Chapter 1: Exercises
What Is AI Ethics? Framing the Challenge
Instructions: Exercises are organized by difficulty level. Star ratings indicate cognitive demand:
- One star: Recall — demonstrate understanding of key concepts and facts
- Two stars: Apply — use concepts to analyze a new scenario or context
- Three stars: Analyze — evaluate arguments, compare frameworks, assess trade-offs
- Four stars: Synthesize — design solutions, produce original analysis, lead structured discussions
Exercises marked with a dagger symbol (†) have suggested answers in the appendix. All other exercises are open-ended and intended for discussion or individual reflection.
One Star: Recall
Exercise 1.1 (One star) †
Define "AI ethics" in your own words, in no more than three sentences.

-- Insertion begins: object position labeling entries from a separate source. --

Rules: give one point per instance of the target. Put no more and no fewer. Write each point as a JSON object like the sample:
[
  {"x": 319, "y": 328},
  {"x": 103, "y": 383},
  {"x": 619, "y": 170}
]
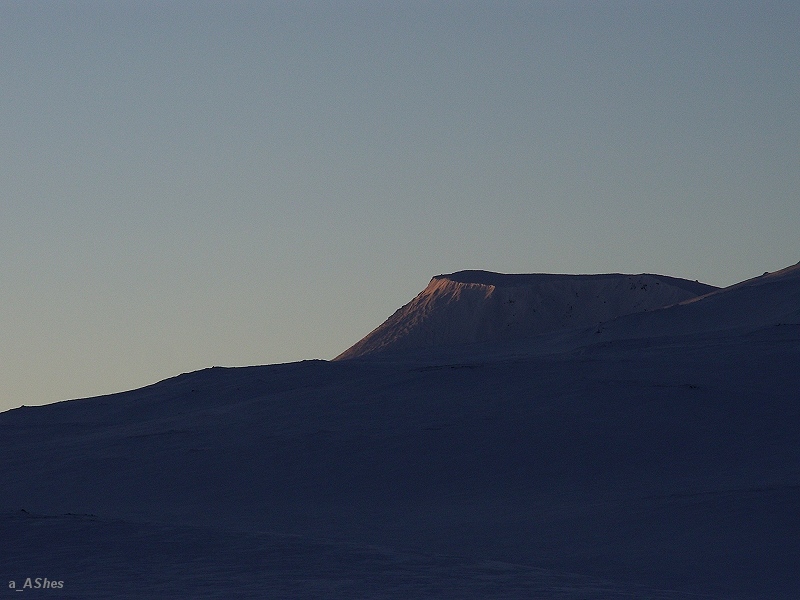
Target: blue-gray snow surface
[{"x": 653, "y": 454}]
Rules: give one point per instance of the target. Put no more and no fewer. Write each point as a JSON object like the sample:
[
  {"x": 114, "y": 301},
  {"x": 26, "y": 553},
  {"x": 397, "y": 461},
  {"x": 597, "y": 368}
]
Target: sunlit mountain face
[{"x": 500, "y": 436}]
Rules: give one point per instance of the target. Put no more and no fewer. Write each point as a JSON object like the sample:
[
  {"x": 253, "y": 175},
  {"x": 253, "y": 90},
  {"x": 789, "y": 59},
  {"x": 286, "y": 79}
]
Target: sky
[{"x": 189, "y": 184}]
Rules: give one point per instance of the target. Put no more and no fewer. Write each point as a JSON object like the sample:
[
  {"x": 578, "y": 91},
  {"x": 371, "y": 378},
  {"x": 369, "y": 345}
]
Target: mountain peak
[{"x": 481, "y": 306}]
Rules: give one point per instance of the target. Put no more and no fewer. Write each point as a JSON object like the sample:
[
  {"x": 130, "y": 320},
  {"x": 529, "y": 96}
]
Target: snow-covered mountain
[
  {"x": 479, "y": 306},
  {"x": 656, "y": 455}
]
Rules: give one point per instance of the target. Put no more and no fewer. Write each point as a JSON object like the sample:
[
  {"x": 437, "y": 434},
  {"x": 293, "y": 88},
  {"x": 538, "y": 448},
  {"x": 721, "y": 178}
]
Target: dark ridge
[{"x": 518, "y": 280}]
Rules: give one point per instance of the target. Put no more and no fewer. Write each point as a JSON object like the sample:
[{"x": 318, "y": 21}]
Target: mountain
[
  {"x": 655, "y": 456},
  {"x": 479, "y": 306}
]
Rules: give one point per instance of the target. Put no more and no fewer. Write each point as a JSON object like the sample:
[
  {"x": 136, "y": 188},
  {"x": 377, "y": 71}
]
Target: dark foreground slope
[{"x": 661, "y": 467}]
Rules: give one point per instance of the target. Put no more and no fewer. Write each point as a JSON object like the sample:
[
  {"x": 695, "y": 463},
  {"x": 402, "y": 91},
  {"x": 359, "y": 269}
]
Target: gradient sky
[{"x": 188, "y": 184}]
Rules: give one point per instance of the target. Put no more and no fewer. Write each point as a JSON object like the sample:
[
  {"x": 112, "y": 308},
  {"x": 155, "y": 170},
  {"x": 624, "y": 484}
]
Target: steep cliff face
[{"x": 479, "y": 306}]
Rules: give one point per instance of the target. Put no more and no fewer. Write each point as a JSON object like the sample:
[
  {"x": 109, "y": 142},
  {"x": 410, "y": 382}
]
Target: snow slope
[
  {"x": 643, "y": 467},
  {"x": 479, "y": 306}
]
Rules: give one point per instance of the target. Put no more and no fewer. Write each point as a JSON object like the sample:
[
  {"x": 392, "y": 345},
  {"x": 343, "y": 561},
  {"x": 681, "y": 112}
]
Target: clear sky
[{"x": 188, "y": 184}]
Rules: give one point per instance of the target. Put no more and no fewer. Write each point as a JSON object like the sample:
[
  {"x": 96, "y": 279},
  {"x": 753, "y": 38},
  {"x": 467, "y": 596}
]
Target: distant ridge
[{"x": 479, "y": 306}]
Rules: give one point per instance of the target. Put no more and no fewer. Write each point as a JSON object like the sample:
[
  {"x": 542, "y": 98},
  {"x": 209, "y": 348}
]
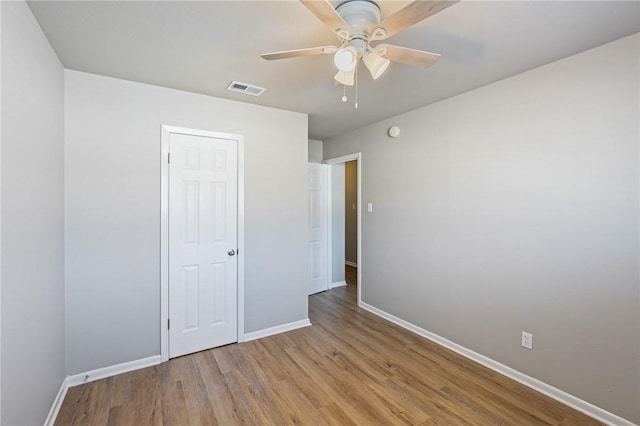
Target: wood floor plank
[{"x": 350, "y": 368}]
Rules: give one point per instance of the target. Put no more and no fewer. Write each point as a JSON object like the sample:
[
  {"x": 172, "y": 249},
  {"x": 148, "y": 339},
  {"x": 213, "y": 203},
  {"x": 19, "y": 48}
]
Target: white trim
[
  {"x": 57, "y": 403},
  {"x": 164, "y": 229},
  {"x": 338, "y": 284},
  {"x": 112, "y": 370},
  {"x": 329, "y": 227},
  {"x": 340, "y": 160},
  {"x": 535, "y": 384},
  {"x": 276, "y": 330},
  {"x": 90, "y": 376}
]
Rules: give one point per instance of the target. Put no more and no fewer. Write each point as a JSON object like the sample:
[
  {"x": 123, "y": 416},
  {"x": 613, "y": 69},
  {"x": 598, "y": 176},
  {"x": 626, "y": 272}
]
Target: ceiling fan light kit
[
  {"x": 345, "y": 78},
  {"x": 357, "y": 23}
]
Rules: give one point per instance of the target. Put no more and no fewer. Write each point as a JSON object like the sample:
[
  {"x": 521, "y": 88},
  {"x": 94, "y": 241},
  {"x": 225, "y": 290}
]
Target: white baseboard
[
  {"x": 90, "y": 376},
  {"x": 338, "y": 284},
  {"x": 276, "y": 330},
  {"x": 101, "y": 373},
  {"x": 57, "y": 403},
  {"x": 552, "y": 392}
]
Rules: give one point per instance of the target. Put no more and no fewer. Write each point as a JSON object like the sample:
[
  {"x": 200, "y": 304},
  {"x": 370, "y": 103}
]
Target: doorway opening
[{"x": 338, "y": 210}]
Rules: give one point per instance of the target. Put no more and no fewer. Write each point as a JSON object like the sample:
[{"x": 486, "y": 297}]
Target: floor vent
[{"x": 247, "y": 89}]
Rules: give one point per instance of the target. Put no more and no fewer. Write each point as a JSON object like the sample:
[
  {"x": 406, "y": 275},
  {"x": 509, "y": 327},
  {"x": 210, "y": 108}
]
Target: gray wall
[
  {"x": 337, "y": 223},
  {"x": 113, "y": 212},
  {"x": 351, "y": 211},
  {"x": 33, "y": 357},
  {"x": 315, "y": 151},
  {"x": 515, "y": 207}
]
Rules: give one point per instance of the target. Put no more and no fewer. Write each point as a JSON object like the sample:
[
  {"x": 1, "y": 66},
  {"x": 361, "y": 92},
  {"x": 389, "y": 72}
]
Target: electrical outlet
[{"x": 527, "y": 340}]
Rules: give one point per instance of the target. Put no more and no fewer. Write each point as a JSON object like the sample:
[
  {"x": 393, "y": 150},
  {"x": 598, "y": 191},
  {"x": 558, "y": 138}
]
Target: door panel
[{"x": 203, "y": 179}]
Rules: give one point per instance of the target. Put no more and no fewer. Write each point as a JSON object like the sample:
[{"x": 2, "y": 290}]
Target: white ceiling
[{"x": 202, "y": 46}]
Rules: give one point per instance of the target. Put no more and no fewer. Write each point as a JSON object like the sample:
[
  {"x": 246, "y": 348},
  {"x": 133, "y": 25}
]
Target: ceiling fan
[{"x": 357, "y": 24}]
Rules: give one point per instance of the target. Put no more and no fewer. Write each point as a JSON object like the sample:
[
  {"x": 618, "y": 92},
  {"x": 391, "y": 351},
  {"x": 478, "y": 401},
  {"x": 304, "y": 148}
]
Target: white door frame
[
  {"x": 341, "y": 160},
  {"x": 166, "y": 131}
]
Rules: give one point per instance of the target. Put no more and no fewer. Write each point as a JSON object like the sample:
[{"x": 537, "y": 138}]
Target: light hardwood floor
[{"x": 349, "y": 368}]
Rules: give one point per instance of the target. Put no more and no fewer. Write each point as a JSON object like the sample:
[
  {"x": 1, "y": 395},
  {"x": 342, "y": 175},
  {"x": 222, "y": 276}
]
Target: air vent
[{"x": 247, "y": 89}]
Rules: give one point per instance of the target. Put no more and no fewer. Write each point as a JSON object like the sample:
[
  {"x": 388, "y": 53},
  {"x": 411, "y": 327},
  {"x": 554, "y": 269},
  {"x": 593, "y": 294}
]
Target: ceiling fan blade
[
  {"x": 408, "y": 16},
  {"x": 299, "y": 52},
  {"x": 407, "y": 56},
  {"x": 328, "y": 15}
]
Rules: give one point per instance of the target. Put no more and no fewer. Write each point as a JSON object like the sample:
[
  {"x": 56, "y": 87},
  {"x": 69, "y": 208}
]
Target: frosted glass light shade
[
  {"x": 376, "y": 64},
  {"x": 345, "y": 78},
  {"x": 346, "y": 59}
]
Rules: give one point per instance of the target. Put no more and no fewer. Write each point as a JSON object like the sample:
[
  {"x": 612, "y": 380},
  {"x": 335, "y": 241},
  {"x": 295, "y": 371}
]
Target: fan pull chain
[{"x": 356, "y": 78}]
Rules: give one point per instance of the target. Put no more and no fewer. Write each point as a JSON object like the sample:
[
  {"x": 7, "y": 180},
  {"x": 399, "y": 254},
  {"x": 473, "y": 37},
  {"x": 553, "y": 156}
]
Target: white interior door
[
  {"x": 318, "y": 228},
  {"x": 203, "y": 191}
]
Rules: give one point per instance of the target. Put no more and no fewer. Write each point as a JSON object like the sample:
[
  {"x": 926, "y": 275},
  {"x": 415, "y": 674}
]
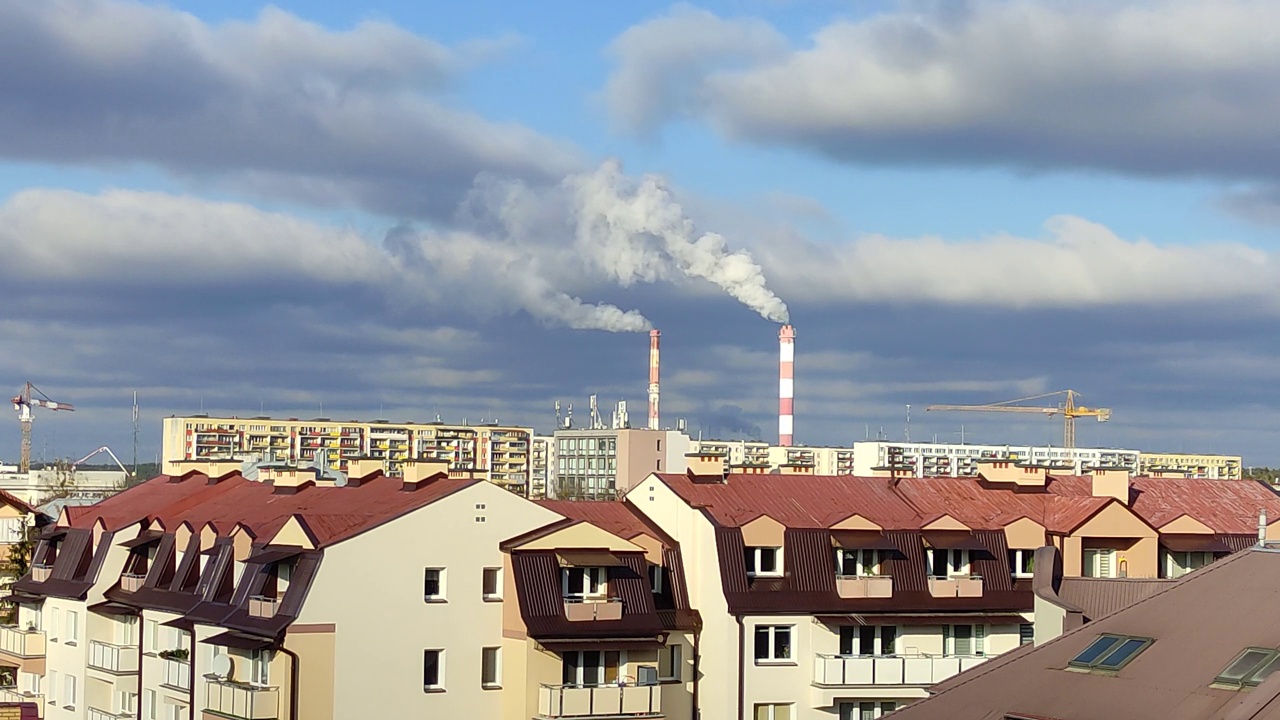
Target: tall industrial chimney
[
  {"x": 786, "y": 384},
  {"x": 653, "y": 379}
]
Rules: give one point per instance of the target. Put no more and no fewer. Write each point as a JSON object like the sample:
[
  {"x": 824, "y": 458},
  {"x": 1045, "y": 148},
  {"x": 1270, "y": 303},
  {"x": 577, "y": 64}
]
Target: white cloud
[{"x": 1160, "y": 87}]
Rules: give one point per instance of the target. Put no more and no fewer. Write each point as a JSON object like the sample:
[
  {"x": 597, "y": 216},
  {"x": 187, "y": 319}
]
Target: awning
[
  {"x": 144, "y": 538},
  {"x": 1193, "y": 543},
  {"x": 860, "y": 540},
  {"x": 240, "y": 642},
  {"x": 566, "y": 645},
  {"x": 951, "y": 540},
  {"x": 588, "y": 559},
  {"x": 274, "y": 554}
]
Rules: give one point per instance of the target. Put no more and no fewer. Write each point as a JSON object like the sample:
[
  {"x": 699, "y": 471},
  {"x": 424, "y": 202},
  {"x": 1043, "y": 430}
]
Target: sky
[{"x": 470, "y": 210}]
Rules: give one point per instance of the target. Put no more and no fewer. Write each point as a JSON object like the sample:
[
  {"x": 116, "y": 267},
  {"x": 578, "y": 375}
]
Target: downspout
[
  {"x": 293, "y": 680},
  {"x": 741, "y": 669}
]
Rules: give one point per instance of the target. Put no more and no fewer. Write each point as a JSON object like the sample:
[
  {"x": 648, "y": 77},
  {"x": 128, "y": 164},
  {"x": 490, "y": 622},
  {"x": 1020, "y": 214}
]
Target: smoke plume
[{"x": 636, "y": 232}]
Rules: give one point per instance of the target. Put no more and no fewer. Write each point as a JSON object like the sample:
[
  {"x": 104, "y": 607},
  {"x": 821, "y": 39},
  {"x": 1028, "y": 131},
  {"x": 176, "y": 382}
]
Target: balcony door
[{"x": 589, "y": 668}]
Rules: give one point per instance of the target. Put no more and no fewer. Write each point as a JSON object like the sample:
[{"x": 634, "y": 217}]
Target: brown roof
[{"x": 1198, "y": 624}]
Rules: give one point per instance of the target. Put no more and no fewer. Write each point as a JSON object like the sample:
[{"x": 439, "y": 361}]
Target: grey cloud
[
  {"x": 278, "y": 105},
  {"x": 1164, "y": 87}
]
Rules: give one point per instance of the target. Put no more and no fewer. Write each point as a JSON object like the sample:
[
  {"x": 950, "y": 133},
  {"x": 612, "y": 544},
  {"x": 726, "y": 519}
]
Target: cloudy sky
[{"x": 472, "y": 209}]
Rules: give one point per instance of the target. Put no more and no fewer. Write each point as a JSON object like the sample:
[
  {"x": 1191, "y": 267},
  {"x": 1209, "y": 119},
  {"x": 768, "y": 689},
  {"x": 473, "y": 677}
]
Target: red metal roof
[{"x": 332, "y": 514}]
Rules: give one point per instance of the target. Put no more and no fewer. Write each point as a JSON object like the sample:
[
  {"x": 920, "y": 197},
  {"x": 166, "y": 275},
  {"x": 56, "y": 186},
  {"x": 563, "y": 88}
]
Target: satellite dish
[{"x": 223, "y": 665}]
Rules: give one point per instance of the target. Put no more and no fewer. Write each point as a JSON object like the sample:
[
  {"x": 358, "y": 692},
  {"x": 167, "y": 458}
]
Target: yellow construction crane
[{"x": 1068, "y": 409}]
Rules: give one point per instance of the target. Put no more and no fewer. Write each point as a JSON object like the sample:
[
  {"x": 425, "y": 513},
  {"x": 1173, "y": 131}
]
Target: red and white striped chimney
[
  {"x": 786, "y": 384},
  {"x": 653, "y": 379}
]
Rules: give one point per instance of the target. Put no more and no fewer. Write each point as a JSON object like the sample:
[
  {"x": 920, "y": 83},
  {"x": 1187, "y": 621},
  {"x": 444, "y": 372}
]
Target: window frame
[{"x": 771, "y": 656}]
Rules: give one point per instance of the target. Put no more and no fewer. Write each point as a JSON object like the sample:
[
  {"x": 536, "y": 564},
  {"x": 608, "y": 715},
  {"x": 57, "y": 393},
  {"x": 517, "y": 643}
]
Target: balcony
[
  {"x": 115, "y": 659},
  {"x": 851, "y": 587},
  {"x": 132, "y": 582},
  {"x": 835, "y": 670},
  {"x": 263, "y": 606},
  {"x": 603, "y": 609},
  {"x": 177, "y": 674},
  {"x": 599, "y": 701},
  {"x": 224, "y": 698},
  {"x": 956, "y": 586}
]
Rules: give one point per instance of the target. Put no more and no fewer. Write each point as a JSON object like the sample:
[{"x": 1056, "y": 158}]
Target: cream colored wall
[{"x": 383, "y": 630}]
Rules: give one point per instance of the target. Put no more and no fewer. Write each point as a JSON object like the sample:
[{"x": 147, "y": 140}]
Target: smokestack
[
  {"x": 786, "y": 384},
  {"x": 653, "y": 379}
]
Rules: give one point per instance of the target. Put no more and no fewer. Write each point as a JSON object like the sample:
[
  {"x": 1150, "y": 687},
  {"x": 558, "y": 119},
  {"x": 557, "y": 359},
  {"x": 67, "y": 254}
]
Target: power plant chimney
[
  {"x": 653, "y": 379},
  {"x": 786, "y": 384}
]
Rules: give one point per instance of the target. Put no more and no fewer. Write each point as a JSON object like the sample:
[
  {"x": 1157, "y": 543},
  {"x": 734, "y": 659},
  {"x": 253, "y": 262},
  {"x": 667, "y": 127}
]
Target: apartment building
[
  {"x": 935, "y": 459},
  {"x": 209, "y": 595},
  {"x": 501, "y": 452},
  {"x": 1192, "y": 465},
  {"x": 603, "y": 464},
  {"x": 851, "y": 596},
  {"x": 603, "y": 624}
]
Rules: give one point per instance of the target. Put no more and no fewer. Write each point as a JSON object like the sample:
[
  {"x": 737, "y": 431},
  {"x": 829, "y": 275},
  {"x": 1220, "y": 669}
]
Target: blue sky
[{"x": 411, "y": 206}]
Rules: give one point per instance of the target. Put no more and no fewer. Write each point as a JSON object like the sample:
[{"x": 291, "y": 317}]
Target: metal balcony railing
[
  {"x": 599, "y": 701},
  {"x": 844, "y": 670},
  {"x": 242, "y": 701}
]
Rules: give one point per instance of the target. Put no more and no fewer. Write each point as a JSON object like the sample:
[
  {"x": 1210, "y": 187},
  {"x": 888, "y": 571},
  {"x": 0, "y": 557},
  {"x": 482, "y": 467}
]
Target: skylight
[
  {"x": 1110, "y": 652},
  {"x": 1251, "y": 668}
]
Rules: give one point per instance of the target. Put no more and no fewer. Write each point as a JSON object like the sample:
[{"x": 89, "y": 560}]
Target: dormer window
[
  {"x": 864, "y": 563},
  {"x": 947, "y": 563},
  {"x": 763, "y": 561}
]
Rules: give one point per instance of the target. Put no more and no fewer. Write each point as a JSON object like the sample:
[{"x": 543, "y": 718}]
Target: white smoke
[{"x": 636, "y": 232}]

Your definition should distinguish AI ethics from (a) AI safety and (b) corporate compliance.
Exercise 1.2 (One star)
List the eight categories of AI ethics concern identified in Section 1.2 of this chapter. For each category, provide a one-sentence description of the type of harm involved.
Exercise 1.3 (One star) †
What is "ethics washing"? Give an example of a hypothetical ethics washing scenario in a corporate context. What would distinguish the ethics washing scenario from genuine ethical commitment?
Exercise 1.4 (One star)
Identify the three dimensions of AI ethics described in Section 1.1 (technical, social, and institutional). For each dimension, provide one question that an ethics practitioner working in that dimension would ask about an AI system.
Exercise 1.5 (One star)
The chapter identifies five recurring themes that run through the entire textbook. List these five themes and write one sentence explaining each.
Exercise 1.6 (One star) †
Define "algorithmic decision-making" and identify three sectors or domains where it is commonly used. For each domain, name one type of decision that is frequently made or influenced by AI systems.
Exercise 1.7 (One star)
What was SyRI? What did it do, what data did it use, and why was it struck down by a Dutch court in 2020? Answer in three to five sentences.
Exercise 1.8 (One star)
The chapter describes an "accountability gap" in AI systems. What is it? What structural features of complex AI systems tend to produce it?
Two Stars: Apply
Exercise 1.9 (Two stars)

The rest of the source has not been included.